Your response is better: it does not give away as much as mine. I overdid it there; sorry!

 

[ivan_x3000]

wait if i said the polynomial was x

x^2 -x^3 = x^3
they have the same degree but they are not equal, really confused by this whole complex number thing

what does f(x)=g(x)=h(x)=0 entail?

So...
f(x)^2 = x(g(x)^2+h(x)^2)
disproves the equation because the degree of lhs has to be even and the degree of rhs has to be odd

So the only way the assumption would be true is if it were all equal to zero oh ok

 

[jbunniii]

wait if i said the polynomial was x

x^2 -x^3 = x^3
they have the same degree but they are not equal, really confused by this whole complex number thing

Yes, that's the point. The goal is to show that with real coefficients, you only get equality if $f$, $g$, and $h$ are all identically zero. Your example is consistent with this.

So...
f(x)^2 = x(g(x)^2+h(x)^2)
disproves the equation because the degree of lhs has to be even and the degree of rhs has to be odd

So the only way the assumption would be true is if it were all equal to zero oh ok

Yes, that's right. But be sure to write out the details, because this is false if the coefficients are allowed to be complex: in that case, you can get equality even if the polynomials are not all zero.

 

[ivan_x3000]

But if i say... they all equal to (1+i)

(1+i)^2 + x(1+i)^2 = x(1+i)^2

how do i deal with the x's

 

[Ray Vickson]

wait if i said the polynomial was x

x^2 -x^3 = x^3
they have the same degree but they are not equal, really confused by this whole complex number thing

what does f(x)=g(x)=h(x)=0 entail?

So...
f(x)^2 = x(g(x)^2+h(x)^2)
disproves the equation because the degree of lhs has to be even and the degree of rhs has to be odd

So the only way the assumption would be true is if it were all equal to zero oh ok

Polynomials having the same degree may be (identically) equal or unequal; your illustration above is for the unequal case.
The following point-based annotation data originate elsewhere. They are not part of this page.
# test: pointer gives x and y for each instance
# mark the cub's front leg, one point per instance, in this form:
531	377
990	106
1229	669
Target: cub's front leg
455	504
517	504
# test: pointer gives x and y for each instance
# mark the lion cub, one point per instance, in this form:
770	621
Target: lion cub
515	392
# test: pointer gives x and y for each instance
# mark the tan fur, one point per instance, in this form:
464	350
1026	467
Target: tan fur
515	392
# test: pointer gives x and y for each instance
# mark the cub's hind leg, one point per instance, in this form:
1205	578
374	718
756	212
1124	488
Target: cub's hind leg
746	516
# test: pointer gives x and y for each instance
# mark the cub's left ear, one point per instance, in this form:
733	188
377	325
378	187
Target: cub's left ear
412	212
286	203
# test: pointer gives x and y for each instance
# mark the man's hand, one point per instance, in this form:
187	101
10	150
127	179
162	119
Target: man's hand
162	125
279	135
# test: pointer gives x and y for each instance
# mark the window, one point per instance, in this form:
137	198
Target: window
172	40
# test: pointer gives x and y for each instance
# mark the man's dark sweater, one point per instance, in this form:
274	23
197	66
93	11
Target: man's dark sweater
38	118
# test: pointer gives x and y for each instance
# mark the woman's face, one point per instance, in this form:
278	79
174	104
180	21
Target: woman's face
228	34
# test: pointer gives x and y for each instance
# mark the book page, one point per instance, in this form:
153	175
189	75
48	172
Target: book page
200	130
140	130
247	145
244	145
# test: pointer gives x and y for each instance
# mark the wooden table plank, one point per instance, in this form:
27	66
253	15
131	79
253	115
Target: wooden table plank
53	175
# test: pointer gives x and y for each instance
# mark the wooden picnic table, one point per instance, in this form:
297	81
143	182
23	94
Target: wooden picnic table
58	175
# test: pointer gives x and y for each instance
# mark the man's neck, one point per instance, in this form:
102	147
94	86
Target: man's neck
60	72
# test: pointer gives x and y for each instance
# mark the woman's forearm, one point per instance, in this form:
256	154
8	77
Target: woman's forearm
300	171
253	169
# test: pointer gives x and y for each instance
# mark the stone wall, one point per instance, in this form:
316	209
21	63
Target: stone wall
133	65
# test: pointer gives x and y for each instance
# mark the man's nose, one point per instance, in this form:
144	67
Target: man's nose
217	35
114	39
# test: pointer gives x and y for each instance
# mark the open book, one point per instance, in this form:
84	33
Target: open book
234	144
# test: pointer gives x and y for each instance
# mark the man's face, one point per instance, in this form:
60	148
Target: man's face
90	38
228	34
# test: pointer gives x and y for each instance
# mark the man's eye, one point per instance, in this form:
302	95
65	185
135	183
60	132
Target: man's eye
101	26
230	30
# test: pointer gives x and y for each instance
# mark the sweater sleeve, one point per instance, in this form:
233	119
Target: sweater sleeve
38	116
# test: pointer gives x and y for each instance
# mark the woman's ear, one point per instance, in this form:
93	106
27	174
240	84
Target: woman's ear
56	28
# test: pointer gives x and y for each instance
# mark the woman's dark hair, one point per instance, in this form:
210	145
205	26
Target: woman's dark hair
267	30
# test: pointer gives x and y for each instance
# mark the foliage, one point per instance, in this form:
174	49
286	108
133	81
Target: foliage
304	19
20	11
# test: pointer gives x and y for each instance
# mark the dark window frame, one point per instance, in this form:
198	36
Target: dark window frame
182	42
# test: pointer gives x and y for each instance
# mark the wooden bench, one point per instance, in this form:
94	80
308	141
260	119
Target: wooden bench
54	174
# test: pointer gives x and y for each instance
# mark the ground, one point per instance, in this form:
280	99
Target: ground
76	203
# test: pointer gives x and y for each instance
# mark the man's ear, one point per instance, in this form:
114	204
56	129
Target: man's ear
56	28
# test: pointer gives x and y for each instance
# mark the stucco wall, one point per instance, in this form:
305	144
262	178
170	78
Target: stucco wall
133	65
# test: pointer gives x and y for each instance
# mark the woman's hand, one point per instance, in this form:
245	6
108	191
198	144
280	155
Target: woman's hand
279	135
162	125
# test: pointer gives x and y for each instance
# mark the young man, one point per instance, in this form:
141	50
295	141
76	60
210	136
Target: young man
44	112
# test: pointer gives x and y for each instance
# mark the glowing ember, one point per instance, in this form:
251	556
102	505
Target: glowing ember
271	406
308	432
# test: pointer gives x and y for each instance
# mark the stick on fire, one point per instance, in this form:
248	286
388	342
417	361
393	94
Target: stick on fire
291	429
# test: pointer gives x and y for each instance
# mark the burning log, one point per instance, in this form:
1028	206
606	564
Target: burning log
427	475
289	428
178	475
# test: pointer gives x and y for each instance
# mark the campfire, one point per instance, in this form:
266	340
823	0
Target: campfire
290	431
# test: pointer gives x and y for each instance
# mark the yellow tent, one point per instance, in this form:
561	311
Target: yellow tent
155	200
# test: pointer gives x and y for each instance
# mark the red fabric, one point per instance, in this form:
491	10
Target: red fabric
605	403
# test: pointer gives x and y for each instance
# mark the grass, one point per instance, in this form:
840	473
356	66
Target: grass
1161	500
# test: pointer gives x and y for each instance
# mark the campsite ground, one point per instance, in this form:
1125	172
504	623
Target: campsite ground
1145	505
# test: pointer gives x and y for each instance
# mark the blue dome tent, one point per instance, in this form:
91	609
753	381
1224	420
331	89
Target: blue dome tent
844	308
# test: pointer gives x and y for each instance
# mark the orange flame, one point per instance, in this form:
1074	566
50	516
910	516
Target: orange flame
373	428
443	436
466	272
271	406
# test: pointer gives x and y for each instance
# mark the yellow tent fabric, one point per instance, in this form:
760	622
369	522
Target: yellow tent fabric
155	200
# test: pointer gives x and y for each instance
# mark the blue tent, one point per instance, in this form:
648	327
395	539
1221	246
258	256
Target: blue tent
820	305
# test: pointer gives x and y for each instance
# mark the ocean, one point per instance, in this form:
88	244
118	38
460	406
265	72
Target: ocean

Polynomials that are equal must have the same degree; in other words, if the degrees are different the polynomials cannot be (identically) equal.

 

[jbunniii]

But if i say... they all equal to (1+i)

(1+i)^2 + x(1+i)^2 = x(1+i)^2

how do i deal with the x's

No, that example doesn't work. Try choosing $g(x)$ and $h(x)$ so that the leading coefficients of $x(g(x))^2$ and $x(h(x))^2$ cancel each other out (one is the negative of the other).

 

[ivan_x3000]

how about x=i, f(x)=1+i, g(x)=1+i, h(x)=1-i

(1+i)^2 + x(1+i)^2 = = x(1-i)^2
(1+i)^2 = (1+i+1-i)(1^2-i+i^2)
2i = x(2i) which if x=1 then it's true?

 

[HallsofIvy]

Misunderstood the question!

 

[ivan_x3000]

Misunderstood the question!

Wait how come? I'm trying to do the part where i have to show how the assumption is through for polynomials in the complex plane

 

[jbunniii]

how about x=i, f(x)=1+i, g(x)=1+i, h(x)=1-i

If you are trying to show equality of polynomials, you don't pick a value for $x$. The equality has to be true for all values of $x$.